March 11, 2020

USFWS wetland appeals subject of new podcast

Topic: Issues

March 11: The U.S. Fish and Wildlife Service has initiated an appeals process for wetland easements in the Prairie Pothole Region. This is important for landowners.

Download and listen to the USFWS appeals process mp3

Read the transcript:

It’s a first. The U.S. Fish and Wildlife Service has made an attempt to allow for an appeals process regarding wetland easements in the Prairie Pothole Region.

They have sent out the first round of letters in which they have the maps of the delineated wetlands. This is important. It’s coming by certified mail. If you are a landowner, open and read these immediately. If you rent land from somebody who has these wildlife easements on their property, contact them. Stay in contact with them to make sure you know if and when they receive these letters because the appeals process kicks in the day that they receive the letter.

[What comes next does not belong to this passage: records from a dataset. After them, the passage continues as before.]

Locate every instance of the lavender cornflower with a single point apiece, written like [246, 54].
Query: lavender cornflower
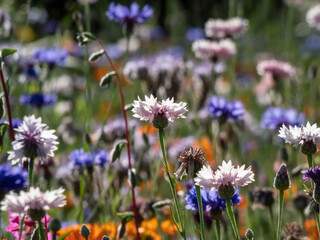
[38, 99]
[274, 117]
[12, 179]
[129, 16]
[220, 108]
[51, 56]
[33, 139]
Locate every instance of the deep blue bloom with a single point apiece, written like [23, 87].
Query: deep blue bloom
[194, 34]
[220, 108]
[313, 173]
[210, 200]
[274, 117]
[38, 99]
[129, 15]
[53, 56]
[12, 178]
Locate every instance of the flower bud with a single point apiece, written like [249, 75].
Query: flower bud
[226, 191]
[249, 234]
[85, 231]
[282, 180]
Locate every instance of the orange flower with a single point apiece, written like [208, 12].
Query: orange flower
[168, 227]
[311, 228]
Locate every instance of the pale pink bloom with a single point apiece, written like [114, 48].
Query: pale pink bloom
[206, 49]
[233, 27]
[313, 17]
[226, 174]
[146, 110]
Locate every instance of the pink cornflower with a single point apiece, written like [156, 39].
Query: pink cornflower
[227, 174]
[159, 113]
[206, 49]
[233, 27]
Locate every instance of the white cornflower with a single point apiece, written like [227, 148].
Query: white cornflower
[309, 134]
[233, 27]
[227, 174]
[159, 113]
[206, 49]
[33, 202]
[33, 139]
[313, 17]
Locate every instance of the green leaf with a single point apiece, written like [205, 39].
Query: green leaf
[117, 148]
[106, 79]
[96, 55]
[63, 236]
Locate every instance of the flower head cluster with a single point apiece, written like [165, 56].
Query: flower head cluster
[220, 108]
[52, 56]
[38, 99]
[81, 159]
[34, 199]
[33, 139]
[313, 17]
[206, 49]
[308, 135]
[129, 16]
[233, 27]
[274, 117]
[210, 200]
[12, 178]
[227, 174]
[159, 113]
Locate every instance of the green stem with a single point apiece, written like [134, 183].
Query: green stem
[280, 214]
[218, 230]
[31, 164]
[21, 227]
[200, 211]
[176, 202]
[232, 218]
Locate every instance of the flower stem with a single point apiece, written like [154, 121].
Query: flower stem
[280, 214]
[176, 202]
[218, 230]
[7, 104]
[232, 218]
[200, 211]
[127, 135]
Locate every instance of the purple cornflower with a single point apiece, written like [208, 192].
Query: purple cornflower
[52, 56]
[12, 179]
[274, 117]
[129, 16]
[313, 173]
[38, 99]
[220, 108]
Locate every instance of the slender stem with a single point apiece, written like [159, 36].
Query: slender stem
[280, 214]
[165, 163]
[31, 164]
[199, 198]
[7, 104]
[127, 135]
[218, 230]
[21, 226]
[232, 218]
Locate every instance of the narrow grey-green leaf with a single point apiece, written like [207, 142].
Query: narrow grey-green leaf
[96, 55]
[117, 148]
[106, 79]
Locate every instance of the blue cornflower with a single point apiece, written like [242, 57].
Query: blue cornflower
[274, 117]
[194, 34]
[129, 16]
[38, 99]
[12, 178]
[210, 200]
[52, 56]
[220, 108]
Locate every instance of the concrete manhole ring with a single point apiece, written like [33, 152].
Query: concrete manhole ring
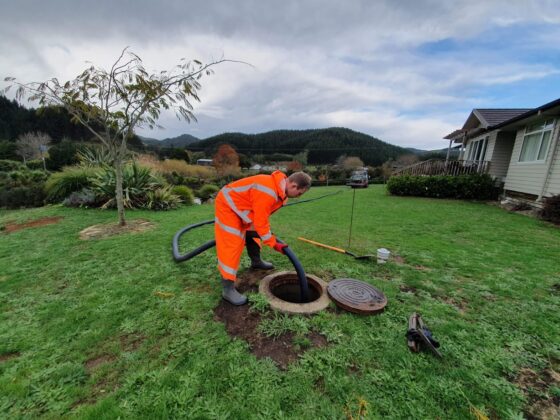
[288, 282]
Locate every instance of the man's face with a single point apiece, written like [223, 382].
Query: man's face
[293, 191]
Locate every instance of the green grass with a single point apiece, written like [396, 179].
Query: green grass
[484, 284]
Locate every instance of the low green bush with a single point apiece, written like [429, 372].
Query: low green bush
[83, 198]
[10, 165]
[162, 199]
[185, 194]
[551, 209]
[22, 188]
[137, 182]
[471, 187]
[207, 191]
[35, 164]
[72, 179]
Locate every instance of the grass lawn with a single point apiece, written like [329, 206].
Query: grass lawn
[114, 327]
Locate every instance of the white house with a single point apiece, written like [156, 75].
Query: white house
[519, 148]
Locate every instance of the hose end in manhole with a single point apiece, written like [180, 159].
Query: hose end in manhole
[282, 292]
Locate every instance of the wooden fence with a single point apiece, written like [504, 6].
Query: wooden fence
[441, 167]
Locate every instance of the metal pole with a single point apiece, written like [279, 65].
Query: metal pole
[351, 217]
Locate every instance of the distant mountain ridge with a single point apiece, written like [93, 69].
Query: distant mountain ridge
[323, 145]
[181, 141]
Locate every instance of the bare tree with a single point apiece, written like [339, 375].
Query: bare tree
[32, 146]
[112, 103]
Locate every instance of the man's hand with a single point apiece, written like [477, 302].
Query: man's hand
[280, 247]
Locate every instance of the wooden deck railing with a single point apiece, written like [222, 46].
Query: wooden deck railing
[441, 167]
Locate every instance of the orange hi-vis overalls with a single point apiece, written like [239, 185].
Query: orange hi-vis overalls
[244, 205]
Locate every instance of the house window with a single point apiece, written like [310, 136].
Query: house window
[536, 141]
[478, 149]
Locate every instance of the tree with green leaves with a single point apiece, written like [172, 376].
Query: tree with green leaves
[112, 103]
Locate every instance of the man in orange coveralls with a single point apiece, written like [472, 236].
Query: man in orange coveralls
[242, 209]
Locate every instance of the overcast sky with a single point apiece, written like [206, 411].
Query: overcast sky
[407, 72]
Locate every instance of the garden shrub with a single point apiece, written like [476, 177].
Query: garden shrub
[162, 199]
[8, 150]
[22, 188]
[10, 165]
[62, 154]
[83, 198]
[137, 182]
[72, 179]
[34, 164]
[184, 193]
[551, 209]
[207, 191]
[471, 187]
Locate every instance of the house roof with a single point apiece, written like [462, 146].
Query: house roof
[486, 119]
[534, 111]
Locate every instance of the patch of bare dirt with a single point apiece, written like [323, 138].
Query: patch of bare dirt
[399, 260]
[9, 356]
[458, 304]
[242, 323]
[105, 386]
[408, 289]
[95, 362]
[535, 386]
[131, 342]
[112, 229]
[10, 227]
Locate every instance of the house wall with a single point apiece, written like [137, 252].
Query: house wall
[500, 155]
[527, 177]
[552, 186]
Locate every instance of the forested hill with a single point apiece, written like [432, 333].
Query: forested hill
[324, 145]
[183, 140]
[15, 119]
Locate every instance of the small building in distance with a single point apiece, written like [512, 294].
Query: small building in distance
[204, 162]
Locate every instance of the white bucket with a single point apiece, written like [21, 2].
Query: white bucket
[383, 255]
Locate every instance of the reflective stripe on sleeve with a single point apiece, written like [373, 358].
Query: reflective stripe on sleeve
[266, 190]
[229, 229]
[242, 214]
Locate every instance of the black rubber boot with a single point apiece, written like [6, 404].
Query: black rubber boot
[254, 252]
[231, 295]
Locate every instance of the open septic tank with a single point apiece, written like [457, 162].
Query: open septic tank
[282, 290]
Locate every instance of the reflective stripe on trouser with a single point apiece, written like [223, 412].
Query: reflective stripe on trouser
[229, 232]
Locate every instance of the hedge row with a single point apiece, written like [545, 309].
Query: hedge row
[471, 187]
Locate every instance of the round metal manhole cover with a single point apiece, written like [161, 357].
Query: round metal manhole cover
[357, 296]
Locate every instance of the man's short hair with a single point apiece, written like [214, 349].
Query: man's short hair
[301, 179]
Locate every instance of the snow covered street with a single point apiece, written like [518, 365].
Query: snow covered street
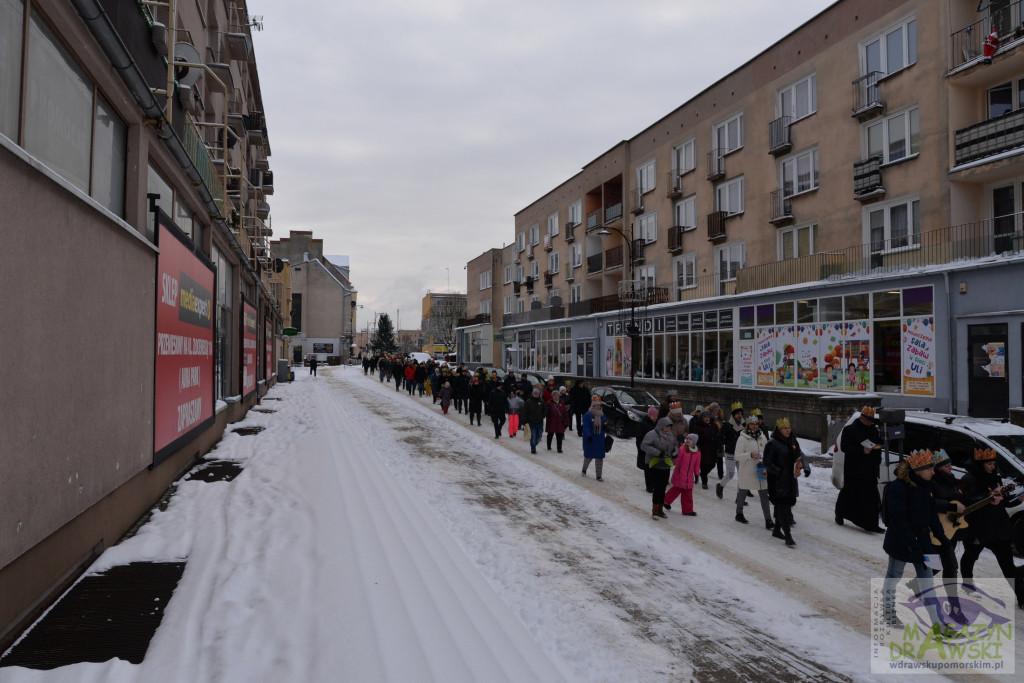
[371, 538]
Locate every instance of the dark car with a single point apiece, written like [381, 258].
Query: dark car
[625, 407]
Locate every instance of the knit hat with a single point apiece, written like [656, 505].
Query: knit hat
[921, 460]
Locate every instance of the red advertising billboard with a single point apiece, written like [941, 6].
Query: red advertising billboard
[249, 349]
[183, 398]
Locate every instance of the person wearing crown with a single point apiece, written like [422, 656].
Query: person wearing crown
[858, 500]
[989, 526]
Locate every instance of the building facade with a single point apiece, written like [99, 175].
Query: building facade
[819, 220]
[136, 217]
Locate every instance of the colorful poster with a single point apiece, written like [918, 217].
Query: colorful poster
[808, 355]
[919, 356]
[766, 356]
[183, 401]
[857, 356]
[747, 365]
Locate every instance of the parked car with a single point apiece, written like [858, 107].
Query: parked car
[958, 436]
[625, 407]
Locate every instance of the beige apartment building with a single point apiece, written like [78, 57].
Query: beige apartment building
[810, 222]
[147, 312]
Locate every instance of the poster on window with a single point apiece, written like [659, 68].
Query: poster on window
[857, 355]
[183, 397]
[766, 356]
[808, 355]
[747, 365]
[248, 349]
[919, 356]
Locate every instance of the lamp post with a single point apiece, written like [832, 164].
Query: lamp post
[632, 331]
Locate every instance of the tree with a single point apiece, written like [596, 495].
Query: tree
[384, 339]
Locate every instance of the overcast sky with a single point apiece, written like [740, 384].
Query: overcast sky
[408, 133]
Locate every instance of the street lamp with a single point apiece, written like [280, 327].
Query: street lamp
[632, 330]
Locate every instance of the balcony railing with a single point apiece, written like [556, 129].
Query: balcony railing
[989, 137]
[867, 178]
[613, 257]
[716, 164]
[676, 239]
[968, 43]
[781, 207]
[674, 184]
[867, 95]
[716, 224]
[778, 135]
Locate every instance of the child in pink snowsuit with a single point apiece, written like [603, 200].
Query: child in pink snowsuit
[686, 469]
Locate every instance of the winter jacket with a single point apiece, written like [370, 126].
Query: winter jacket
[687, 468]
[750, 450]
[911, 516]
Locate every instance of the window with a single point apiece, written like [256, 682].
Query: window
[647, 227]
[894, 225]
[685, 269]
[797, 242]
[896, 48]
[728, 260]
[729, 196]
[894, 137]
[799, 99]
[799, 173]
[686, 212]
[683, 157]
[553, 262]
[728, 135]
[645, 176]
[553, 224]
[576, 212]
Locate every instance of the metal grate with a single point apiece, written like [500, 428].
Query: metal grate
[104, 615]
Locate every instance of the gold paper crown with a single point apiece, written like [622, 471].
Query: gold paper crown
[921, 460]
[983, 455]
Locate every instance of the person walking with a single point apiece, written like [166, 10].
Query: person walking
[684, 475]
[859, 501]
[783, 462]
[594, 423]
[749, 454]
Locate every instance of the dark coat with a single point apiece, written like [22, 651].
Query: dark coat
[911, 516]
[780, 461]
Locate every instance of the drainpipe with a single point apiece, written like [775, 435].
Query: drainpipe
[99, 25]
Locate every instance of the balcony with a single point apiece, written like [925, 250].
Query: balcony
[676, 239]
[613, 257]
[716, 225]
[636, 201]
[867, 96]
[989, 137]
[867, 179]
[968, 43]
[779, 141]
[716, 165]
[781, 208]
[674, 184]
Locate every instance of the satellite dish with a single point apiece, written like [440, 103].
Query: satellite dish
[187, 53]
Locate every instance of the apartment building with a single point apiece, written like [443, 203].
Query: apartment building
[833, 216]
[135, 223]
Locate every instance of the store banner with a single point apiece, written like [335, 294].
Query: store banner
[248, 349]
[919, 356]
[183, 398]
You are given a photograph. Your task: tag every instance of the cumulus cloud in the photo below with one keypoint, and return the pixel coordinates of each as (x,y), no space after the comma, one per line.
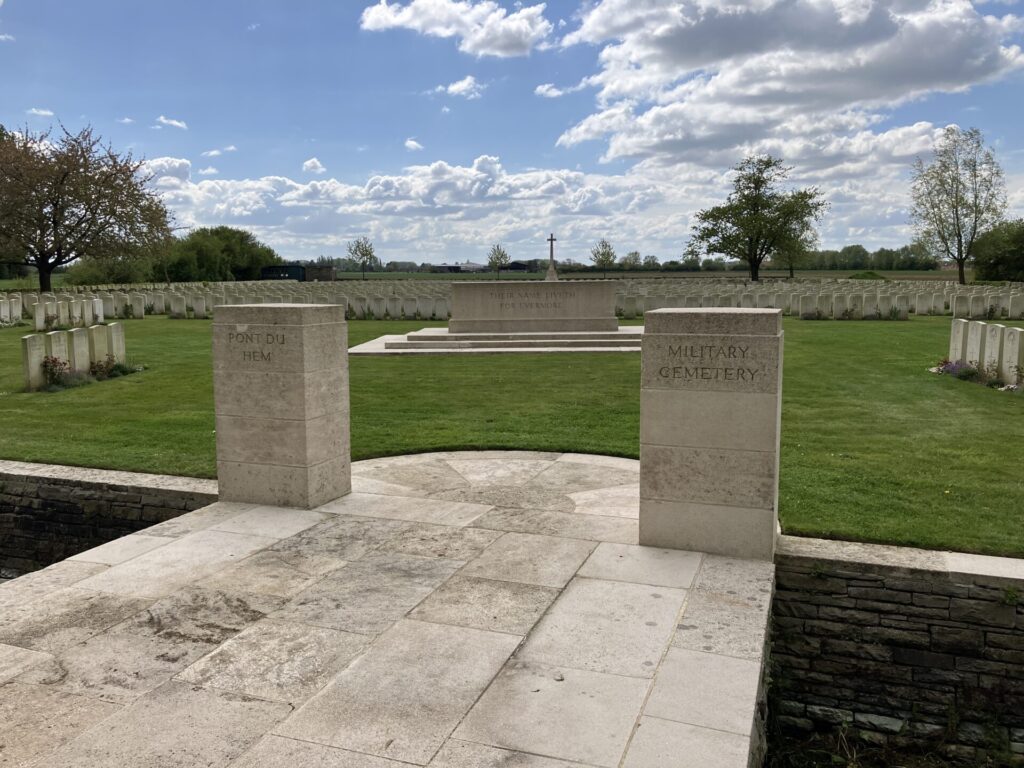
(313,166)
(180,124)
(164,169)
(469,87)
(432,210)
(482,27)
(706,82)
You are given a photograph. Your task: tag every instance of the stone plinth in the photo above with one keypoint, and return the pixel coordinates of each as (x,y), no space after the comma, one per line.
(281,388)
(710,411)
(531,306)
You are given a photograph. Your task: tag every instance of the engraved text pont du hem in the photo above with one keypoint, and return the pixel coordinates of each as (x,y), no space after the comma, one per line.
(261,339)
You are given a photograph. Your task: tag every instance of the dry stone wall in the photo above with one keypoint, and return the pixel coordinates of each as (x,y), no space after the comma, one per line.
(905,647)
(48,513)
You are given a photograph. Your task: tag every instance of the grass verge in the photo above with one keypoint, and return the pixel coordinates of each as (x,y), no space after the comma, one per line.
(873,446)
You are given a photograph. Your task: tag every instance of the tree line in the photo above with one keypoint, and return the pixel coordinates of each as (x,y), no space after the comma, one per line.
(70,199)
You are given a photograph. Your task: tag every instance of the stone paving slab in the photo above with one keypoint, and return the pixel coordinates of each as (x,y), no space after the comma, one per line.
(175,726)
(276,660)
(403,697)
(610,627)
(487,609)
(545,560)
(557,712)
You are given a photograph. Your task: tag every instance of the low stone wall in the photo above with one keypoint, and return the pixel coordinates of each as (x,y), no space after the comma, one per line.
(49,512)
(907,647)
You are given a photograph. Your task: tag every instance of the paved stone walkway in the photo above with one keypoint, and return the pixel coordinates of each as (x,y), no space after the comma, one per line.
(457,610)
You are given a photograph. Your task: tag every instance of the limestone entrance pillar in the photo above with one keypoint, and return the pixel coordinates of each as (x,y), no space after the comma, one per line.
(710,413)
(281,390)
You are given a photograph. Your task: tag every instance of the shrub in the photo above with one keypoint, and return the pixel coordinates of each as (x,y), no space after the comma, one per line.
(55,371)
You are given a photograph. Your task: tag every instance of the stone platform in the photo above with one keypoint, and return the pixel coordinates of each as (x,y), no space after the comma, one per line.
(457,610)
(441,341)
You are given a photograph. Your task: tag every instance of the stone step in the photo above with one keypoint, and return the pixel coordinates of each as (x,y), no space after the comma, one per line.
(513,344)
(561,336)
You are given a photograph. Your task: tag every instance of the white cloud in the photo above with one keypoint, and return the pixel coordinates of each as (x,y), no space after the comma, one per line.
(218,153)
(469,87)
(550,90)
(164,169)
(313,166)
(708,81)
(482,27)
(172,123)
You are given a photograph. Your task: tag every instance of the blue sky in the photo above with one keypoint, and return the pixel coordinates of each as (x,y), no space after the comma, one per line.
(437,127)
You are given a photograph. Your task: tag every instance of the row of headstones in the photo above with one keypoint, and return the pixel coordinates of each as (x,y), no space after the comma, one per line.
(871,305)
(48,310)
(844,305)
(710,402)
(79,347)
(988,346)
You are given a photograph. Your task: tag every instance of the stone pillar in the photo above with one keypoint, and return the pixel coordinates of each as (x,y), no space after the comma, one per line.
(281,391)
(710,412)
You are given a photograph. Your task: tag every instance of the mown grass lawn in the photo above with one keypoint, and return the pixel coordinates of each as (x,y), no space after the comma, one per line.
(873,446)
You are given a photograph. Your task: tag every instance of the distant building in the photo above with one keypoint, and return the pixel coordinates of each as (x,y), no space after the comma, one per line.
(321,274)
(466,266)
(284,271)
(298,272)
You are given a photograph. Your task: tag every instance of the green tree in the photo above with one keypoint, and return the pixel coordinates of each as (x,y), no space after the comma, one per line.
(603,255)
(72,197)
(958,196)
(999,252)
(792,258)
(690,264)
(631,260)
(759,219)
(497,258)
(219,253)
(361,252)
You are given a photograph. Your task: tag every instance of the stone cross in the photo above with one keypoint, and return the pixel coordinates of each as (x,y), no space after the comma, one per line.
(552,274)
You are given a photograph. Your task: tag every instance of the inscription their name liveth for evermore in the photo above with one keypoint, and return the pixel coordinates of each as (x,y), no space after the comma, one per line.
(526,299)
(260,340)
(711,363)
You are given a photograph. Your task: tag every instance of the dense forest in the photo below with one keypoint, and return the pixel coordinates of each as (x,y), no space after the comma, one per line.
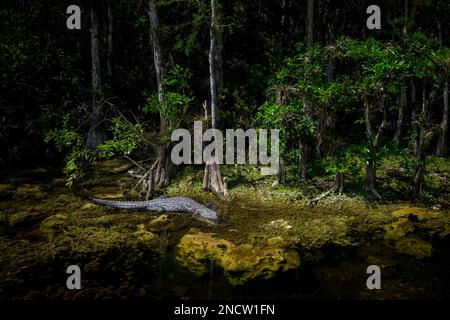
(362,112)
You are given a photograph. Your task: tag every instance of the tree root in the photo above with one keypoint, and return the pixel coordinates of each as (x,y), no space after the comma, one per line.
(213,181)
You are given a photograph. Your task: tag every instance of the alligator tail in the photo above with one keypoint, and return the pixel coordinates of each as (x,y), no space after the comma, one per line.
(122,204)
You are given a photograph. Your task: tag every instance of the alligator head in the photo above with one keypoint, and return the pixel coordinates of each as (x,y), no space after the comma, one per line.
(208,215)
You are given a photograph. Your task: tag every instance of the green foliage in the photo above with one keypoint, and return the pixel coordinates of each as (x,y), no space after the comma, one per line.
(126,138)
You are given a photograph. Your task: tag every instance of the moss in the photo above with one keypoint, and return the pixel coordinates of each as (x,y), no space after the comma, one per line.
(240,263)
(6,191)
(398,229)
(415,247)
(33,191)
(24,219)
(53,225)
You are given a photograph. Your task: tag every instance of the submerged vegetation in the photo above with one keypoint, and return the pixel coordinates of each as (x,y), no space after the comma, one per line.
(364,161)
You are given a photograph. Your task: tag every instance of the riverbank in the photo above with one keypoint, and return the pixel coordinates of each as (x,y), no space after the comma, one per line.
(275,244)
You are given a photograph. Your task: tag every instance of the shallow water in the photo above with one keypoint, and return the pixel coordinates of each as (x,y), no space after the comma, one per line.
(45,227)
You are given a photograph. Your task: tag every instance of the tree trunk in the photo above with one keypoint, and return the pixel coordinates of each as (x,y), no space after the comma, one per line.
(419,174)
(401,109)
(420,168)
(374,138)
(212,179)
(281,179)
(109,64)
(304,146)
(163,169)
(413,146)
(302,160)
(309,23)
(96,134)
(441,147)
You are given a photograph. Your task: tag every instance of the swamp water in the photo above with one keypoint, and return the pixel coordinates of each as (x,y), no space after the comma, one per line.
(272,248)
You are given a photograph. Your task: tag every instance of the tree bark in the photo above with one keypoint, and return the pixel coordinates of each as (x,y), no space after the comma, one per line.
(441,147)
(304,146)
(374,138)
(419,174)
(109,64)
(163,169)
(401,110)
(420,168)
(96,134)
(212,179)
(413,146)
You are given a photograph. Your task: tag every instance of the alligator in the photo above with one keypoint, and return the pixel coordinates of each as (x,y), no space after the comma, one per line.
(168,204)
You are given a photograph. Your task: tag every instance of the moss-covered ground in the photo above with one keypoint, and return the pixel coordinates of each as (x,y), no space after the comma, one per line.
(276,243)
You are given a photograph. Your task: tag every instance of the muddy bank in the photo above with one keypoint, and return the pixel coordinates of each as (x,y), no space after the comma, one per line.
(274,246)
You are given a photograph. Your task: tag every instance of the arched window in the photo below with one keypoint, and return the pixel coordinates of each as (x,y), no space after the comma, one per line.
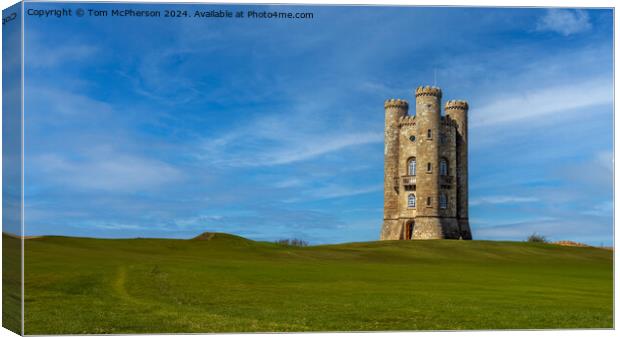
(443,167)
(443,201)
(411,201)
(411,167)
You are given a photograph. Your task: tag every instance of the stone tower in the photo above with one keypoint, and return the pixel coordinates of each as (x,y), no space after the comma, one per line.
(425,182)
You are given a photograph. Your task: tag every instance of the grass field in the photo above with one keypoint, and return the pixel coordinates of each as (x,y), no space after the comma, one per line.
(229,284)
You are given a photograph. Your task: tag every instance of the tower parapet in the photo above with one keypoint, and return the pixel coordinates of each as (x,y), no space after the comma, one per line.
(457,105)
(428,91)
(425,175)
(396,103)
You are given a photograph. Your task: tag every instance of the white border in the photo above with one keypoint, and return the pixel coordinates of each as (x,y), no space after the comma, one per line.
(472,3)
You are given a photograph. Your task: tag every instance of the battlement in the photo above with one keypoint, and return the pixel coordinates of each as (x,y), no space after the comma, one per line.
(457,105)
(428,91)
(396,103)
(406,120)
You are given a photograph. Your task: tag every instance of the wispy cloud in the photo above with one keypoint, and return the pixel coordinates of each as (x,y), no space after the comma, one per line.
(270,143)
(106,171)
(501,199)
(565,21)
(542,103)
(44,56)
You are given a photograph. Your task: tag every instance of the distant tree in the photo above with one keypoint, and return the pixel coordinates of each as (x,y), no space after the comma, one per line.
(537,238)
(292,242)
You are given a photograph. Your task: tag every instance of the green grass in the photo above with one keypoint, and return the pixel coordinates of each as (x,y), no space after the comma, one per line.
(229,284)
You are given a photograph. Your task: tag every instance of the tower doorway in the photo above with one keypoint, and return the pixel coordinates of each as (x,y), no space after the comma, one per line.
(409,230)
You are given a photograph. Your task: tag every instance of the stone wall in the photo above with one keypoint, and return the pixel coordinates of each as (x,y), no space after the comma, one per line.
(448,140)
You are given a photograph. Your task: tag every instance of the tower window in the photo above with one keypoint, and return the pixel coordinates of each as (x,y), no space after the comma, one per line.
(411,201)
(411,167)
(443,201)
(443,167)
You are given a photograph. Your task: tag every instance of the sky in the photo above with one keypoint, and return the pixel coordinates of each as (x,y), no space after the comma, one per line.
(273,128)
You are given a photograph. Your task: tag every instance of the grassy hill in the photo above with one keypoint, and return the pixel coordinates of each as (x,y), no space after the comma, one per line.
(224,283)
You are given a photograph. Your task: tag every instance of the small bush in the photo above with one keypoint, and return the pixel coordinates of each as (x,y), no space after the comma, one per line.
(537,238)
(293,242)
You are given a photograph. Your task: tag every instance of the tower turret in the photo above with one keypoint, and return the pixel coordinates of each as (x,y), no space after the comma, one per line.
(395,109)
(425,177)
(457,111)
(428,117)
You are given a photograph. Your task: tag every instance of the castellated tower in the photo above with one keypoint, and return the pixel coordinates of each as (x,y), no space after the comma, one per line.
(425,181)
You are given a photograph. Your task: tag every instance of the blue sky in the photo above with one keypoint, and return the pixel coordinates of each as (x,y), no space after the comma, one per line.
(274,128)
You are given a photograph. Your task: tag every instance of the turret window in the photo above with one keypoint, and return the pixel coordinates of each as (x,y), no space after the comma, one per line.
(443,201)
(443,167)
(411,201)
(411,167)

You have 40 days from that date to decide if you’re going to appeal and to get that appeal paperwork in to the U.S. Fish and Wildlife Service. This is a step in the right direction for accountability of how agencies work with farmers and ranchers, in the regulatory process.

It's a three-step process. There are three different levels of the appeal. And there are extremely tight timelines that they must follow also. So hopefully, the process is expedient. But most importantly, hopefully the process is just and it does good by the farmers and ranchers in North Dakota.

Share this message. Get the word out. Our congressional delegation, specifically Senator Cramer and Senator Hoeven, worked hard to ensure that this accountability piece was put in place. And once again, the Trump Administration is at work to hold agencies accountable and to ensure regulatory reforms happen which are positive for farmers and ranchers.

And at NDFB, we say thanks to our senators and thanks to the Secretary of the Interior for putting forth this good start to hopefully have some resolve in the disputes between the U.S. Fish and Wildlife Service and farmers and ranchers in North Dakota.